LA NORMATIVA - Considerando il combinato disposto degli artt. 6 e 7 l. fall., e il principio di tassatività di cui all'art. 69 c.p.c., che regola l'azione del pubblico ministero nel processo civile, deve ritenersi che il potere di iniziativa di tale organo sia limitato ai soli casi espressamente previsti dalla legge e non è, quindi, illimitato. Infatti, tale potere non è accompagnato né da un generale potere di controllo sugli imprenditori né dall'attribuzione di poteri inquisitori sul regolare andamento delle imprese.
L'iniziativa del pubblico ministero nell'ambito del procedimento per dichiarazione di fallimento è, pertanto, subordinata alla ricorrenza delle ipotesi espressamente previste dall'art. 7 l. fall., ossia qualora l'insolvenza risulti nel corso di un procedimento penale, ovvero dalla fuga, dalla irreperibilità o dalla latitanza dell'imprenditore, dalla chiusura dei locali dell'impresa, dal trafugamento, dalla sostituzione o dalla diminuzione fraudolenta dell'attivo da parte dell'imprenditore; ovvero quando l'insolvenza risulta dalla segnalazione proveniente dal giudice che l'abbia rilevata nel corso di un procedimento civile.

LA GIURISPRUDENZA - La giurisprudenza ha precisato che, nell'ambito del suddetto art. 7 l. fall., per “procedimento penale” deve intendersi non solo l'insieme degli atti costituenti il vero e proprio processo penale ma anche gli atti che lo precedono nell'ambito delle indagini preliminari, così che il pubblico ministero può presentare la richiesta per la dichiarazione di fallimento nel corso di entrambe le fasi di cui si compone il procedimento in questione (in tal senso cfr. App. Milano, 2 dicembre 2010).
L'azione del pubblico ministero, anche su impulso della guardia di finanza, è dunque circoscritto entro i suddetti limiti.

OSSERVAZIONI - In proposito, giova ricordare come la riduzione del carattere officioso del procedimento per la dichiarazione di fallimento comporta che per dare inizio a tale procedura fallimentare, salvo quanto previsto dal sopra citato art. 7, non è necessaria l'esistenza di un titolo giudiziale esecutivo, quale il decreto ingiuntivo non opposto o provvisoriamente esecutivo, e neppure l'esistenza di un titolo giudiziale, ma, come afferma l'art. 6 l.fall., il ricorso “di uno o più creditori”. In altre parole, il creditore istante non ha alcun obbligo di agire unicamente sulla base di un titolo giudiziale, quale un decreto ingiuntivo non opposto ovvero di un titolo esecutivo posto in esecuzione, tanto che neppure l'eventuale inesistenza del credito è, di per sè sola, ostativa alla declaratoria di fallimento.

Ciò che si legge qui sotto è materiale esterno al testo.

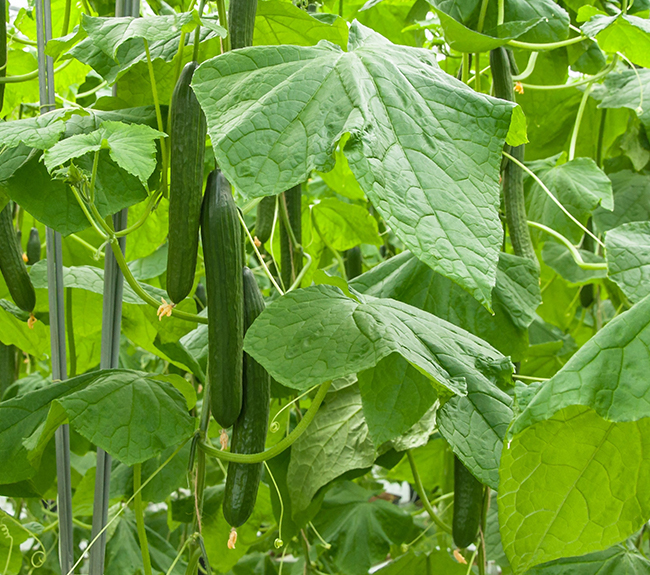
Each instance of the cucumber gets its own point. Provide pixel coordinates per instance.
(512, 178)
(12, 265)
(353, 262)
(468, 505)
(264, 220)
(249, 431)
(241, 23)
(290, 262)
(3, 48)
(222, 253)
(33, 247)
(187, 148)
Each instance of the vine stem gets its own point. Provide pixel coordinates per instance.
(419, 489)
(579, 116)
(553, 198)
(139, 518)
(574, 251)
(156, 102)
(278, 447)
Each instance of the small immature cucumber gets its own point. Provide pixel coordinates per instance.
(468, 505)
(249, 431)
(353, 262)
(33, 247)
(12, 265)
(264, 220)
(188, 131)
(222, 253)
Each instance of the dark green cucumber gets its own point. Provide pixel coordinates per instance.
(512, 178)
(264, 220)
(12, 265)
(187, 148)
(249, 431)
(468, 505)
(7, 367)
(241, 23)
(3, 48)
(290, 262)
(353, 262)
(222, 253)
(33, 247)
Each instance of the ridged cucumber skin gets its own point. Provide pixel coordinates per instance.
(33, 247)
(293, 198)
(249, 431)
(12, 265)
(241, 22)
(222, 253)
(187, 149)
(264, 220)
(468, 505)
(353, 262)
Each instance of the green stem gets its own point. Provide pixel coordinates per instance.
(419, 489)
(66, 18)
(553, 198)
(278, 447)
(72, 348)
(577, 258)
(223, 22)
(546, 46)
(156, 102)
(139, 517)
(579, 116)
(137, 288)
(30, 75)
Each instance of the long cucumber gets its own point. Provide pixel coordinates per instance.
(249, 431)
(222, 253)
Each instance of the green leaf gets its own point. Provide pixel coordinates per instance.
(344, 225)
(395, 396)
(414, 170)
(336, 441)
(515, 298)
(631, 200)
(559, 258)
(131, 146)
(619, 559)
(437, 561)
(360, 531)
(279, 22)
(628, 258)
(607, 374)
(580, 186)
(516, 135)
(572, 484)
(53, 203)
(317, 334)
(108, 34)
(624, 33)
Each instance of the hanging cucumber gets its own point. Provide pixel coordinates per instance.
(222, 253)
(187, 148)
(290, 261)
(468, 505)
(12, 265)
(513, 177)
(264, 220)
(3, 48)
(353, 262)
(241, 22)
(33, 247)
(249, 431)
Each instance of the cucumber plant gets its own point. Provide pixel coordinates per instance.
(420, 258)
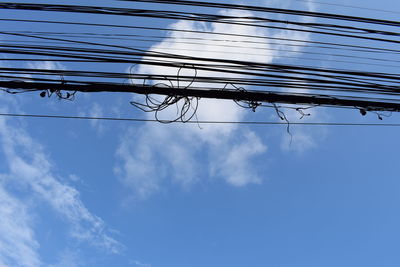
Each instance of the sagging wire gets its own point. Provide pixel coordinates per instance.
(186, 106)
(60, 93)
(66, 95)
(253, 105)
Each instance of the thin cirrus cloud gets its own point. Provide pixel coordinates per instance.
(153, 155)
(28, 168)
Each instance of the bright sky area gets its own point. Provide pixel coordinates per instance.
(104, 193)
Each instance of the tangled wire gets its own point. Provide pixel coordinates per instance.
(186, 107)
(60, 93)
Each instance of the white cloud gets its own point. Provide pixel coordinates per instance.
(29, 167)
(155, 155)
(18, 246)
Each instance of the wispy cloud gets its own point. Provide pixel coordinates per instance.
(29, 167)
(18, 245)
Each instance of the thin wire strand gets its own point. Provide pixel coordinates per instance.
(199, 122)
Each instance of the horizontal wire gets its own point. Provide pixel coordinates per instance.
(247, 48)
(200, 122)
(375, 49)
(349, 6)
(223, 19)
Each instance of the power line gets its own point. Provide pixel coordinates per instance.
(202, 122)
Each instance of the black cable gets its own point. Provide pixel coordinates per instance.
(201, 122)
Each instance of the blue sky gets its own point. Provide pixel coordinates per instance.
(80, 193)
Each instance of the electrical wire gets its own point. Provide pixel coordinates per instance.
(200, 121)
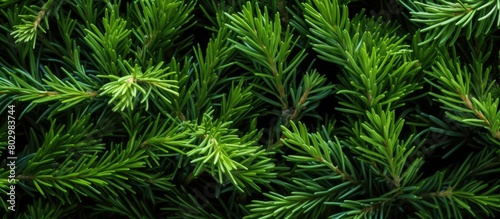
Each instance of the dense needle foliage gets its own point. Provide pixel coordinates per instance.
(250, 109)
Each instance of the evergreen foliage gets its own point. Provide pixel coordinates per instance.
(250, 109)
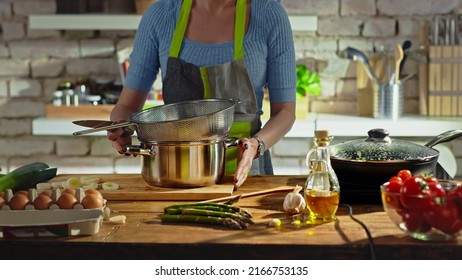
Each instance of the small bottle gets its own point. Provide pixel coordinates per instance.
(322, 188)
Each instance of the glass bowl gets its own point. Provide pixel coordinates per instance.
(436, 218)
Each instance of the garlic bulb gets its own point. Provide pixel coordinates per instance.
(294, 202)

Ai fini della dichiarazione di fallimento occorre sì dimostrare lo stato d'insolvenza. Tuttavia, tale stato irreversibile di impotenza economico–patrimoniale può risultare da una serie di elementi quali l'ammissione dell'esistenza di un debito nei confronti del ricorrente, l'elevazione di numerosi protesti, concernenti sia la società che i soci illimitatamente responsabili, l'iscrizione di ipoteche giudiziali, la cessazione dell'attività aziendale, pur se non accompagnata dalla messa in liquidazione, l'assenza di introiti, l'inottemperanza all'ordine di deposito delle scritture contabili, il richiamo agli eventuali proventi di cause giudiziarie non ancora intentate a carico delle banche.

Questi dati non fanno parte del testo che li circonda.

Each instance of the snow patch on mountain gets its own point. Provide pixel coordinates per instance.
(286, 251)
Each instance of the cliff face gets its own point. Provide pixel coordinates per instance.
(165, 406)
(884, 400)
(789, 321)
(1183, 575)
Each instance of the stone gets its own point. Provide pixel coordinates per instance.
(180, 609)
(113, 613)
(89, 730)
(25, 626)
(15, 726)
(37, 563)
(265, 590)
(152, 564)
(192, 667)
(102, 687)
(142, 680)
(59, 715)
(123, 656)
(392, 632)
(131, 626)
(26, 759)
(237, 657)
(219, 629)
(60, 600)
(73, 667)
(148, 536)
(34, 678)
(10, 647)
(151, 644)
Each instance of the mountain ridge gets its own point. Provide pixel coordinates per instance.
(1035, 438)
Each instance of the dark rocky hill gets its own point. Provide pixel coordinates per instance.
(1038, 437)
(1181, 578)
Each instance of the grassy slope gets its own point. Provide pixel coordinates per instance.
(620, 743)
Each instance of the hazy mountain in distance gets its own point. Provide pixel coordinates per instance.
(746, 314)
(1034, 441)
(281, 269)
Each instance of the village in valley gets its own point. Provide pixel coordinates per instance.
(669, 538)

CONCLUSIONI - Pertanto le risposte al duplice quesito sono certamente entrambe positive, salva la già detta necessità di sussistenza di una fonte qualificata che il PM possa porre a base della sua richiesta di fallimento, non bastando la sola esistenza di un bilancio “in rosso” prodotto dalla GdF, a meno che esso - e la notizia d'insolvenza - non sia stato acquisito nel corso di indagini penali.